Modeling of full-length ATIF1 interacting with complex V and ADT1 acetylation sites. (A) Overlay of the Phyre2 model of full-length ATIF1 ATP synthase inhibitor (white) on the empirically derived ATIF1 fragment (red) within the context of ATP synthase (PDB ID code: 4Z1M). (B) Sites of cross-linking within the full-length model of ATIF1 to ATP synthase subunits based on the overlaid model in A. Cross-links identified in this study are highlighted for each of the protein components.

Fig. 3.

Determination of supercomplex structures from functional mitochondria. (A) Supercomplex model from rigid body docking (59) of complex I (NDUA2, NDUA4) and complex III (QCR2, QCR6) using cross-linked peptide distance constraints (NDUA2–QCR2; NDUA4–QCR6).
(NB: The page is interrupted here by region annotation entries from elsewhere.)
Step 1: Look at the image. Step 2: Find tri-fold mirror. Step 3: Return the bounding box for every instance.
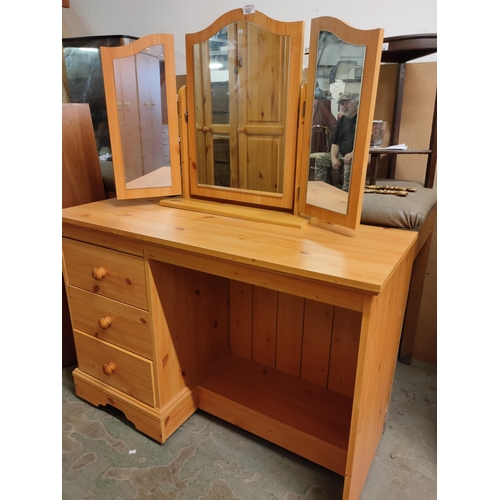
[101,9,383,228]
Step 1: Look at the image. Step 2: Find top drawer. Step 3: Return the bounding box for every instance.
[63,238,148,310]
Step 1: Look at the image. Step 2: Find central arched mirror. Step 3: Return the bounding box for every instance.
[299,17,383,228]
[186,9,303,210]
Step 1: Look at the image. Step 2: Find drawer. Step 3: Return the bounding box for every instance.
[73,330,155,406]
[63,238,148,310]
[67,286,153,359]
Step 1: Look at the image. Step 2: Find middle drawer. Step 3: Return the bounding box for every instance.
[68,285,153,359]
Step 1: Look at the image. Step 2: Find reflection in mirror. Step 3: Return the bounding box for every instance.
[306,30,365,214]
[298,16,384,229]
[101,34,181,199]
[186,9,304,210]
[193,21,290,193]
[113,45,172,189]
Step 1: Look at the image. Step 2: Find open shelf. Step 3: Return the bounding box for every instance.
[198,354,352,475]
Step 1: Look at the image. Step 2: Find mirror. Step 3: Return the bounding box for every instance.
[186,9,303,209]
[101,35,181,199]
[299,17,383,228]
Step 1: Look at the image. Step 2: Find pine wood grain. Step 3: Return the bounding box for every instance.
[62,103,106,208]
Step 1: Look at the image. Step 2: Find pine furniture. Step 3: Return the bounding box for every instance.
[62,11,417,500]
[63,199,416,500]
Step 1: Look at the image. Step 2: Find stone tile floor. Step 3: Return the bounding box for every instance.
[62,361,437,500]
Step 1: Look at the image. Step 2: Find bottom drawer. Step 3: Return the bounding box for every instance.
[74,330,155,406]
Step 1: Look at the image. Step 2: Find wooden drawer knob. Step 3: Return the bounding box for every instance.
[98,316,111,330]
[102,363,116,375]
[92,267,106,281]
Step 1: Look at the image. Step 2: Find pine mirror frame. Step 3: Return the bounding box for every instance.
[297,17,384,229]
[101,33,181,200]
[183,9,305,211]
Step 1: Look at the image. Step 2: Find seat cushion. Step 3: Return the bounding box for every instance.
[361,179,437,231]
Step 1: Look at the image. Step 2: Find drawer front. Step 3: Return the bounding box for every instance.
[74,330,155,406]
[68,286,153,359]
[63,238,148,310]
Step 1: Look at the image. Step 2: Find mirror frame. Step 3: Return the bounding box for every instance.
[297,17,384,229]
[101,34,181,200]
[183,9,305,211]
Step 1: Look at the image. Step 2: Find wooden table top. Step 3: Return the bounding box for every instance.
[62,198,417,293]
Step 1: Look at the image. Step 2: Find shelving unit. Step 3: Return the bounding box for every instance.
[367,33,437,188]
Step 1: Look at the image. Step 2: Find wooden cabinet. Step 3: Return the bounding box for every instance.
[367,33,437,188]
[63,200,417,500]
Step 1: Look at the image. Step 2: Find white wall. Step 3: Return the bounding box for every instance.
[62,0,437,75]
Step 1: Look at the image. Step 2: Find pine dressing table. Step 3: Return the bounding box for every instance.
[63,199,416,500]
[62,10,417,500]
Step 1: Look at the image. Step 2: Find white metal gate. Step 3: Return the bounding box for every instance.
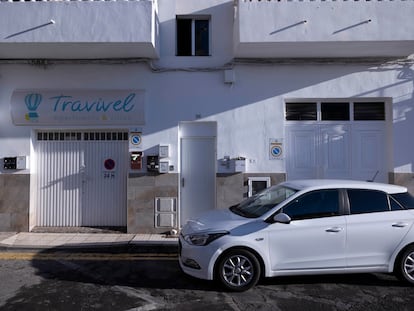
[35,131,128,226]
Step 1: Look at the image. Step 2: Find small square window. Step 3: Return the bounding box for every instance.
[321,103,349,121]
[248,177,271,197]
[286,103,318,121]
[176,16,210,56]
[354,102,385,121]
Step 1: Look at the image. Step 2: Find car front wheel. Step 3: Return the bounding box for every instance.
[396,246,414,285]
[217,249,261,292]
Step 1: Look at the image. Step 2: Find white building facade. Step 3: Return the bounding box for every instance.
[0,0,414,233]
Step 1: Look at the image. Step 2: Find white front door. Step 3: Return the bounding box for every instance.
[35,132,128,226]
[180,122,217,226]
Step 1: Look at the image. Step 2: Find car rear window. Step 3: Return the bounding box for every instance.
[391,192,414,209]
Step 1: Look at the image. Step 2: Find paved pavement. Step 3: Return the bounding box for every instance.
[0,232,178,250]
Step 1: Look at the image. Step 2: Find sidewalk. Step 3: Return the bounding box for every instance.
[0,232,178,250]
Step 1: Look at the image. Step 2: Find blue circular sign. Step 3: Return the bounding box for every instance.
[131,134,141,145]
[270,146,282,157]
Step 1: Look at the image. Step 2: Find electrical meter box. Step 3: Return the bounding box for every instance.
[3,157,17,170]
[3,156,29,170]
[158,145,170,158]
[147,156,159,173]
[131,151,143,170]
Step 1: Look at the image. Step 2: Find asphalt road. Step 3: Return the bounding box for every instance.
[0,251,414,311]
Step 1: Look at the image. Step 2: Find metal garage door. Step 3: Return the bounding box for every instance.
[286,101,388,182]
[35,131,128,226]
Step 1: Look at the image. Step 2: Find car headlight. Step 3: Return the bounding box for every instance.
[184,231,229,246]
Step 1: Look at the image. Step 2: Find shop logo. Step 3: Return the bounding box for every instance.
[24,93,42,121]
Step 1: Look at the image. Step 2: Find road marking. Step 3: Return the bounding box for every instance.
[0,252,178,261]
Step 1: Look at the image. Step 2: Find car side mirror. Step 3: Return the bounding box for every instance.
[273,213,292,224]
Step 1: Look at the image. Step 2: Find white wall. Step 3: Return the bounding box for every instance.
[0,0,414,173]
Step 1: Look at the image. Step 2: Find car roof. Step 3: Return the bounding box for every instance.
[283,179,407,194]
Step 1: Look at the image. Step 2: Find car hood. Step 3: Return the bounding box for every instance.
[181,209,252,235]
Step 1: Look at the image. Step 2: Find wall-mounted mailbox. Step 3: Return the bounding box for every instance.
[147,156,159,173]
[158,160,170,173]
[131,151,144,170]
[3,157,17,170]
[3,156,29,170]
[158,145,170,158]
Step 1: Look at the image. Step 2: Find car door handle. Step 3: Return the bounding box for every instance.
[325,227,344,233]
[392,222,408,228]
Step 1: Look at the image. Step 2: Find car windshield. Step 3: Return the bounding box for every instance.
[230,185,298,218]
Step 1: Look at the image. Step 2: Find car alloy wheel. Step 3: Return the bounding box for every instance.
[218,249,260,291]
[401,247,414,283]
[395,246,414,285]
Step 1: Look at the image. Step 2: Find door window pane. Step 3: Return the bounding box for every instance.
[283,189,339,220]
[321,103,349,121]
[348,189,390,214]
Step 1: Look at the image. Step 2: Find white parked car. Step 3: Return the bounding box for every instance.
[179,180,414,291]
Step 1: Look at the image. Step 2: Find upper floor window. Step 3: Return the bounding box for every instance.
[176,16,210,56]
[285,102,385,121]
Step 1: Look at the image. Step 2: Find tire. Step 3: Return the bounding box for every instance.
[216,249,261,292]
[395,246,414,285]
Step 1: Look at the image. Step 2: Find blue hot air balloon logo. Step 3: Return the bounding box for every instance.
[24,93,42,121]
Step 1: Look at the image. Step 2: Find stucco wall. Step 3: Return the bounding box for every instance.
[0,174,30,232]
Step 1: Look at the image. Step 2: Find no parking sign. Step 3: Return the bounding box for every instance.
[269,139,283,160]
[129,131,142,151]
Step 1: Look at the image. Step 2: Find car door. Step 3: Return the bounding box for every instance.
[267,189,346,271]
[345,189,413,268]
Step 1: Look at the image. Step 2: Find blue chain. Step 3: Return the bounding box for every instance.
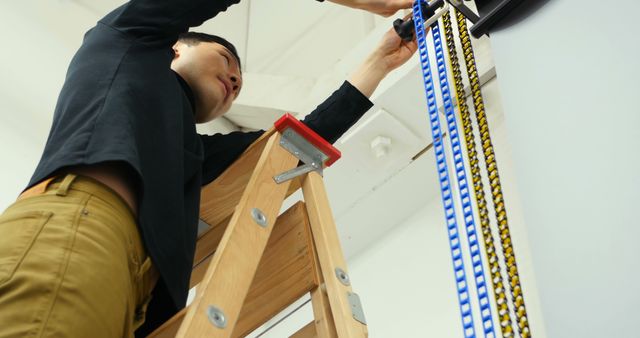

Complex I is shown in pink, and complex III is shown in blue. Ribbon models of intercomplex cross-linked proteins are shown within the surface model in the left panel, and the distance constraints used are displayed as gray lines. (B) Workflow for the comparison of a recently published cryo-EM structure (PDB ID code: 5J8K) (21) and the XL-MS–based supercomplex model. The XL-MS–based model was generated without prior knowledge of the cryo-EM model. (C) Comparison of the in situ XL-MS docked supercomplex with the cryo-EM supercomplex model (PDB ID code: 5J8K). Structures were aligned based on complex I. Complex I rmsd = 1.3 Å; complex III rmsd = 2.4 Å.

Fig. S6.

Cross-linked site mapping used to generate the docked model of the complex I–complex III supercomplex. Proteins identified in intercomplex interactions were modeled with Phyre2. Full-length murine homology models were overlaid on conserved proteins in Bos taurus or S. cerevisiae empirical complex structures for complex I and III (PDB ID codes: 5DLW and 1KYO), respectively, to determine structurally conserved residues. The cross-linked sites and conserved residues from homologous proteins in other species are shown (space-fill). The rmsd values from the comparison of the murine models (orange) with their homologs (blue) are shown. (A) Murine NDUA2 model compared with fragment of NDUA2 from B. taurus (PDB ID code: 5LDW). The empirical structure was truncated at R16 of the N terminus (i.e., did not contain K13); therefore R16 was used with a distance constraint of 0–40 Å. (B) Full-length murine NDUB4 was recalcitrant to modeling because of the nature of the extended α-helix with multiple loop regions. Thus, the conserved site of cross-linking is shown surrounding K120 in both bovine and murine NDUB4 proteins. The NDUB4 structure was derived from PDB ID code 5DLW. (C) Murine QCR2 model compared with yeast QCR2 (PDB ID code: 1KYO). K218 from yeast was used in place of K250 from murine QCR2. (D) Murine QCR6 model compared with yeast QCR6 (PDB ID code: 1KYO). QCR6 K83 corresponded to R141 in the yeast structure.

Fig. S7.

Demonstration of qualitative and quantitative capabilities using the in situ mitochondrial protein interaction atlas. (A) Spectral library analysis of cross-linked peptide relationships. One mzXML file from the combined dataset was searched against the full spectral library to render the reciprocal plots. Dot product for each of these plots was 1.000. (B) Workflow demonstrating how identified cross-linked residues from the atlas can be used to generate PRM transitions and allow quantification in the absence of specialized chemical cross-linking platforms. Neither technique requires specialized instrumentation or software or access to ReACT to identify and quantify cross-linked peptides; both techniques allow analyses across a wide range of instrumentation (29, 35). Both the spectral library and the PRM transition library (highlighted in red boxes) can be utilized to probe conformational and protein interaction changes in mitochondria under different conditions and are available in Dataset S3.